Isn’t ‘throwing like a girl’ using your shoulder to throw from rather than a slinging action – wasn’t huckleberry finn found out like this, or was that catching something by bringing his knees together.
Throwing like a girl
“Janet Hyde, a professor of psychology and women’s studies at the University of Wisconsin at Madison, has studied the gender gap across a variety of skills, analyzing the vast quantity of data collected over the years in studies of social, psychological, communication and physical traits, skills and behaviors. She’s found only two skills in which there is a “very large” difference between boys and girls: throwing velocity and throwing distance.

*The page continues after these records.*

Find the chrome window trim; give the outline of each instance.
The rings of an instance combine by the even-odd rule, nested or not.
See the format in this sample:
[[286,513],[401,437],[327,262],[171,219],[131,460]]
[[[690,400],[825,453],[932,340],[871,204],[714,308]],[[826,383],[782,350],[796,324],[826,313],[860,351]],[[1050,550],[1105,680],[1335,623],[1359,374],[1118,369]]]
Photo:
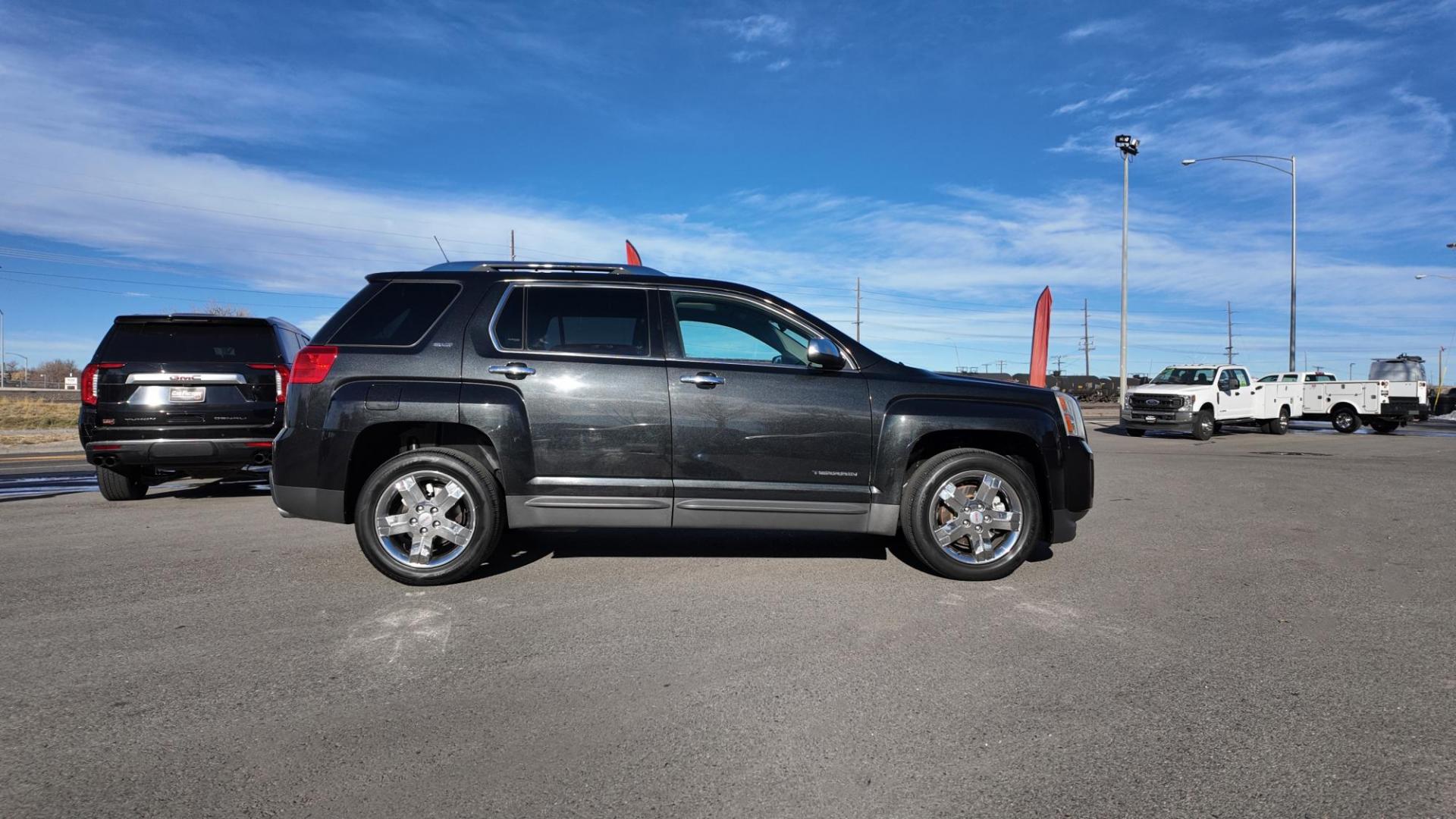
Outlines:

Jerry Thomas, dean of the College of Education at the University of North Texas in Denton, who has researched the “throwing gap,” told Haspel, “The overhand throwing gap, beginning at four years of age, is three times the difference of any other motor task, and it just gets bigger across age. By 18, there’s hardly any overlap in the distribution: nearly every boy by age 15 throws better than the best girl.”
It’s cross-cultural: around the world, pre-pubescent girls throw only 51 to 69 percent of the distance that boys do, at only 51 to 79 percent of the velocity. The difference increases with age: one U.S. study found that girls age 14 to 18 threw only 39 percent as far as boys.
There is a “nurture” factor: in most cultures boys start throwing earlier and throw more often than girls. But a study Thomas carried out with Australian aboriginals, in whose culture both men and women hunt and both sexes throw from childhood, found that, although aboriginal girls threw significantly better than girls from other cultures, they still threw at only 78.3 percent of the velocity of boys.